PEP 722: Dependency specification for single-file scripts

njs · August 8, 2023, 1:35am

Can we have some syntax to specify the expected Python version, and to put explanatory comments in the requirements list? e.g.

# Python-Requires: >=3.10
# Script Dependencies:
#   requests
#   # 1.12.2 had a bug with frobbing the foobars
#   click >=1.10, != 1.12.2

AA-Turner · August 8, 2023, 5:46am

I’m unsure if this needs to be standardised initially – perhaps if we expect a Python-manager type tool that would be able to install the correct version of Python, all dependencies, and then run it may be of more value; but I would question usefulness to tools until then.

(For readers, the python version could be put into the docstring, I don’t think there’s a requirement to standardise at this point.)

A

ncoghlan · August 8, 2023, 5:56am

(first quote below captures key points from @pf_moore’s most recent post rather than quoting the whole thing)

Given the linter issue for ## prefixed lines (and other variants on the same idea), I agree the simple “delimited metadata block without a dedicated line prefix” approach makes sense.

I agree with avoiding tracking the details of indent levels, as I view using indent tracking to detect block termination as adding complexity while introducing minimal clear value:

concatenated metadata blocks can still be allowed in the future by making headers terminate the previous metadata block (see next discussion)
requiring that lines in the block all be indented by the exact same amount would rule out nesting dependencies under category comments (e.g. indent the comments by 2, the actual dependencies by 4)
ignoring comment indenting, or only enforcing a minimum level of indenting would be weird (compared to just ignoring the indentation level entirely and using a different metadata block terminator)

By contrast, terminating the metadata block at the next non-comment line is clear and unambiguous, even for cases like:

# Script dependencies:
#   # Always needed
#     numpy
#   # Retrieving remote data
#     requests
#   # Dumping graphs
#     matplotlib

I mostly agree with Paul on this one - the “each metadata block header terminates any previously opened metadata block” rule can go in a future PEP that adds a second inline metadata header (perhaps the # Python-Requires: block suggested at various points in the discussion), so leaving it out here isn’t hindering forward compatibility significantly.

The one minor benefit I could see to defining that rule up front would be changing the way the following gets processed from an error complaining that Python-Requires: >=3.10 isn’t a valid dependency specifier to simply ignoring the unknown trailing metadata block:

# Script Dependencies:
#   requests
#   # 1.12.2 had a bug with frobbing the foobars
#   click >=1.10, != 1.12.2
# Python-Requires: >=3.10

Which would be more consistent with what will happen if the blocks are in the other order (as in @njs’s original example) and the unknown metadata block title gets ignored completely:

# Python-Requires: >=3.10
# Script Dependencies:
#   requests
#   # 1.12.2 had a bug with frobbing the foobars
#   click >=1.10, != 1.12.2

(Note: allowing metadata headers to terminate open blocks means that generalised parsing of metadata block headers would have a similar problem with URL syntax as comments did, but the problem is amenable to a similar solution: the block title trailing delimiter becomes ‘: followed by a newline or other whitespace’ rather than accepting any colon appearing anywhere on a line.)

While the PEP could explicitly define the # Python-Requires: block, I don’t think it’s a good idea to do that unless/until some script runners have seen sufficient demand for improved error or warning messages when running a script on a too-old version of Python (vs the status quo where scripts fail based on the actual incompatibility, and may even work without problems for a subset of their functionality if there is only a runtime dependency on the new version rather than a syntactic one)

kknechtel · August 8, 2023, 6:08am

Once we do live in the world where script runners could actually choose and set up a specific Python version easily (the one promised by PEP 711), I don’t see why the Python version should be treated specially.

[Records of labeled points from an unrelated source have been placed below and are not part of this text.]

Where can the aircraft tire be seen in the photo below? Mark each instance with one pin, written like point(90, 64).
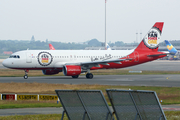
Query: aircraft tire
point(89, 75)
point(25, 77)
point(76, 76)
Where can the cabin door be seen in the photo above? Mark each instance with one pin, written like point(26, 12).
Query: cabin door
point(28, 58)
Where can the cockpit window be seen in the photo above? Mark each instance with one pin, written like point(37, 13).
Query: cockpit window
point(14, 56)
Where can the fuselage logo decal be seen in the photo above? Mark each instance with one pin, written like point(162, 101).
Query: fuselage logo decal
point(152, 38)
point(45, 58)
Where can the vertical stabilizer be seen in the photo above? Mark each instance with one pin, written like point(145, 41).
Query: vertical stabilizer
point(170, 47)
point(51, 47)
point(151, 40)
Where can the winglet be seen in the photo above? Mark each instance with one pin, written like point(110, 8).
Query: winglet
point(51, 47)
point(170, 47)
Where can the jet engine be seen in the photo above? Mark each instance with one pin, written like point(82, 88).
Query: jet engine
point(71, 70)
point(51, 71)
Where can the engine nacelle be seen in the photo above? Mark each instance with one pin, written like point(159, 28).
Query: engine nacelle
point(50, 71)
point(71, 70)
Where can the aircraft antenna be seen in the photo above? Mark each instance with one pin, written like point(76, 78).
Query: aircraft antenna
point(137, 37)
point(105, 26)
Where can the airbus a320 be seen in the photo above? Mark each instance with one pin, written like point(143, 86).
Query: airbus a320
point(74, 62)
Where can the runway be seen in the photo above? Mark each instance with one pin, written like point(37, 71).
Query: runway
point(59, 110)
point(127, 80)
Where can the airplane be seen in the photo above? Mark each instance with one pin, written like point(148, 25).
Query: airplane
point(108, 47)
point(74, 62)
point(172, 50)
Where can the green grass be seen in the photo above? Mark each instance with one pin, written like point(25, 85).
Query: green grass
point(28, 104)
point(34, 117)
point(20, 73)
point(170, 115)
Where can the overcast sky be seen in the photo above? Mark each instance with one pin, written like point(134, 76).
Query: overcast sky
point(82, 20)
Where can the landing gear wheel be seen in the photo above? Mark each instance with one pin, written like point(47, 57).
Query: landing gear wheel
point(76, 76)
point(89, 75)
point(25, 77)
point(26, 74)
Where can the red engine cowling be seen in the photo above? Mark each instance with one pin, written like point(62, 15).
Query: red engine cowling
point(71, 70)
point(50, 71)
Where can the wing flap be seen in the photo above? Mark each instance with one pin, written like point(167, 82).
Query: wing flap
point(156, 55)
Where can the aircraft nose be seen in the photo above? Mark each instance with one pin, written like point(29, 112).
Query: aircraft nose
point(5, 63)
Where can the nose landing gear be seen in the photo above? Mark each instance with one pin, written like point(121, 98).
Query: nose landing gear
point(26, 74)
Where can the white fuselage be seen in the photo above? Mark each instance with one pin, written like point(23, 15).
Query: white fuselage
point(31, 59)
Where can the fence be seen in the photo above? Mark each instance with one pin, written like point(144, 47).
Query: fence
point(84, 105)
point(38, 97)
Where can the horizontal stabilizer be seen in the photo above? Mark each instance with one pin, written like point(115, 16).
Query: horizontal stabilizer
point(156, 55)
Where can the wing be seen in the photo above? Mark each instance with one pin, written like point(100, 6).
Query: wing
point(97, 62)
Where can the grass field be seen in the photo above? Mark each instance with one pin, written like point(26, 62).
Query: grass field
point(169, 95)
point(20, 73)
point(170, 115)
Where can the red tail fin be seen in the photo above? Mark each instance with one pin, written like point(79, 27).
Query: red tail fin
point(51, 47)
point(151, 41)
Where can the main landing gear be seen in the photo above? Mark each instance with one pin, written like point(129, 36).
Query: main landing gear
point(76, 76)
point(89, 75)
point(26, 74)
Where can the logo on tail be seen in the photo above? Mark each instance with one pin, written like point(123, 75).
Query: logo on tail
point(170, 47)
point(152, 39)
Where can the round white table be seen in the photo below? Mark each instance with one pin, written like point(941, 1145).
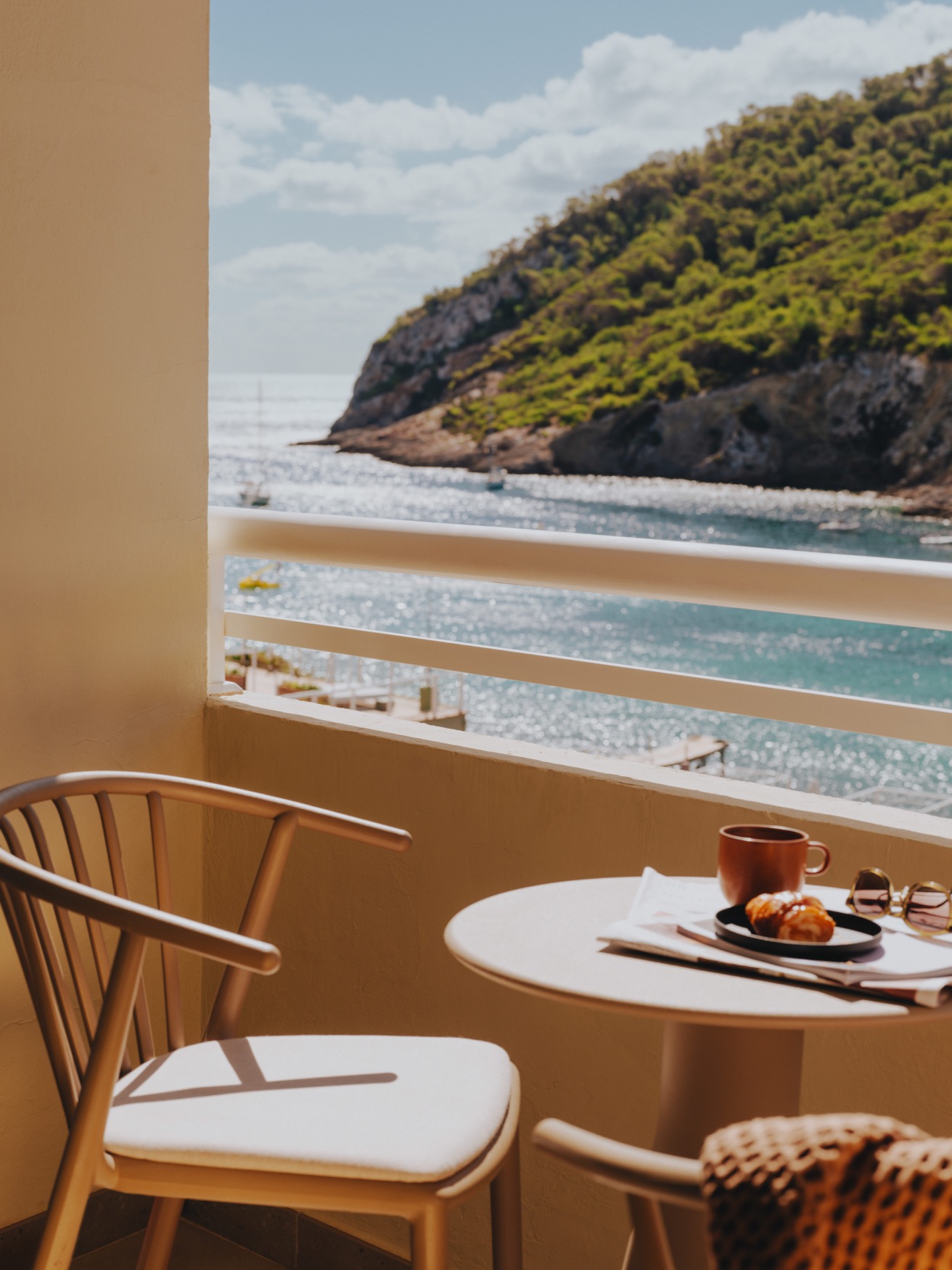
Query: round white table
point(733, 1044)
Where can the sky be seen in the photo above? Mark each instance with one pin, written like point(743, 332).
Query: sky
point(366, 154)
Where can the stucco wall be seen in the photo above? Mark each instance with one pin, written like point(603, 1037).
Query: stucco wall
point(362, 930)
point(103, 385)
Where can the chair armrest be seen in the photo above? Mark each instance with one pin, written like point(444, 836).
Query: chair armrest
point(208, 941)
point(206, 794)
point(670, 1179)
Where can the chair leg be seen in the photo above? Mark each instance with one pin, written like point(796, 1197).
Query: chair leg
point(648, 1246)
point(160, 1234)
point(430, 1250)
point(506, 1203)
point(62, 1227)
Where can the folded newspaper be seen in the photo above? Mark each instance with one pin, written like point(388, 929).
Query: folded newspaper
point(673, 917)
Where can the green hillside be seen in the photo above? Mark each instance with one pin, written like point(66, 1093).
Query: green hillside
point(800, 233)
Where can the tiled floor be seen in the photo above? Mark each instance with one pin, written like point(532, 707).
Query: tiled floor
point(194, 1250)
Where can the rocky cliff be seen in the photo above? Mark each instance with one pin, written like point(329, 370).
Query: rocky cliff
point(875, 421)
point(774, 309)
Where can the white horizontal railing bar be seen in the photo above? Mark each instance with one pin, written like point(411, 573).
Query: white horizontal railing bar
point(806, 583)
point(866, 716)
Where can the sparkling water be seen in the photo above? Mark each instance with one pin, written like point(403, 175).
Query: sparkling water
point(249, 442)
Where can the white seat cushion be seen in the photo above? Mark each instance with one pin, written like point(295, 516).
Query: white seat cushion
point(395, 1107)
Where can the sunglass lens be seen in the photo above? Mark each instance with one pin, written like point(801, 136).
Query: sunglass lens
point(871, 896)
point(928, 909)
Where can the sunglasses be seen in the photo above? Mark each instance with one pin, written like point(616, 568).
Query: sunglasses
point(926, 906)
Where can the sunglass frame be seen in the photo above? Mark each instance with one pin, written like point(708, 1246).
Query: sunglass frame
point(898, 901)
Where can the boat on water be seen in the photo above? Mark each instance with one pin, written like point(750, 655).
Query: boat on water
point(254, 492)
point(258, 582)
point(687, 753)
point(411, 699)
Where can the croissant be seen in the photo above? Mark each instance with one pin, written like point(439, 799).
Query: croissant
point(789, 914)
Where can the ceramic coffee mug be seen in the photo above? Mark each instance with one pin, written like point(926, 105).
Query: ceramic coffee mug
point(754, 859)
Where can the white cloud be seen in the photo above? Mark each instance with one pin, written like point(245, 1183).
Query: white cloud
point(479, 178)
point(313, 308)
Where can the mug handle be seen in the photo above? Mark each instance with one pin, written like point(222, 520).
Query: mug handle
point(825, 865)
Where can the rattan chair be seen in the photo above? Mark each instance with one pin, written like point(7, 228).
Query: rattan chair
point(648, 1178)
point(395, 1126)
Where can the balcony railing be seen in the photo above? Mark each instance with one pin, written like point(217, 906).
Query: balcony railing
point(810, 584)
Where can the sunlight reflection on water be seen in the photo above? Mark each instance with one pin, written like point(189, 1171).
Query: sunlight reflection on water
point(904, 665)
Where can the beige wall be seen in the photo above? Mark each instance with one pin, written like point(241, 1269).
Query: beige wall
point(103, 381)
point(362, 930)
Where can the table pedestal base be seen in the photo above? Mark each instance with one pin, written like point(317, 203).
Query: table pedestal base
point(713, 1077)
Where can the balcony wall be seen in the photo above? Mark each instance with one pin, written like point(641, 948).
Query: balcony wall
point(362, 930)
point(103, 388)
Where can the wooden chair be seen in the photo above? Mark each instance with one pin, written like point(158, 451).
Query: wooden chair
point(396, 1126)
point(648, 1178)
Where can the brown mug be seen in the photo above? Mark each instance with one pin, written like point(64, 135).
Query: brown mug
point(754, 859)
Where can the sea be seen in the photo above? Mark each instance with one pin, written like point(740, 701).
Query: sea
point(253, 425)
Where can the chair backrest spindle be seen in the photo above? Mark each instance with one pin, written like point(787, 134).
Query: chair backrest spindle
point(117, 870)
point(36, 924)
point(101, 956)
point(67, 935)
point(174, 1019)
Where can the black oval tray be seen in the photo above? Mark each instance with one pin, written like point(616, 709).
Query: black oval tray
point(866, 936)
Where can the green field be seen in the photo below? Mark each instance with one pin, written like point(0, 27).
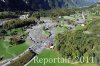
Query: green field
point(52, 54)
point(8, 52)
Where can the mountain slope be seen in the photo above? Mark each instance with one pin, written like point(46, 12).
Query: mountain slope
point(42, 4)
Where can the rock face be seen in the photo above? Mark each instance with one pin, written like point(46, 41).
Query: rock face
point(21, 5)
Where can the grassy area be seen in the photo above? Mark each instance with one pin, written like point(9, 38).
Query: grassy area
point(23, 59)
point(52, 54)
point(46, 33)
point(80, 28)
point(8, 52)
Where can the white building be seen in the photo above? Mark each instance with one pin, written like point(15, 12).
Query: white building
point(22, 17)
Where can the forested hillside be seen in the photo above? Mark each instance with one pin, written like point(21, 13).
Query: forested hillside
point(21, 5)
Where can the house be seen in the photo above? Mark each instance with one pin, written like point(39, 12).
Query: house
point(22, 17)
point(46, 19)
point(37, 35)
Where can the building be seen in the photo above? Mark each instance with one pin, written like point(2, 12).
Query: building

As far as I can see, it’s a dependency. And “special cases aren’t special enough to break the rules”. There’s no PyPI package just named python, and I’m pretty sure that’s supposed to be a PEP 541 excluded name; so why not just write e.g. python>=3.11 in the same list with everything else?

DavidCEllis · August 8, 2023, 1:50pm

This doesn’t avoid the special casing, it just moves it from part of the format to being the job of tools that consume the format. The standard dependencies and the python version will likely be handled by separate tools or components even with something like PyBi providing standard binaries so at some point they would need to be separated anyway.

This could also lead users to expect to be able to declare their python version requirement like this in other formats where it is not supported.^[1]

In something like requirements.txt for instance. ↩︎

pf_moore · August 8, 2023, 7:22pm

OK, the revised (and hopefully final!) version of the PEP is now published, and available at PEP 722 – Dependency specification for single-file scripts | peps.python.org.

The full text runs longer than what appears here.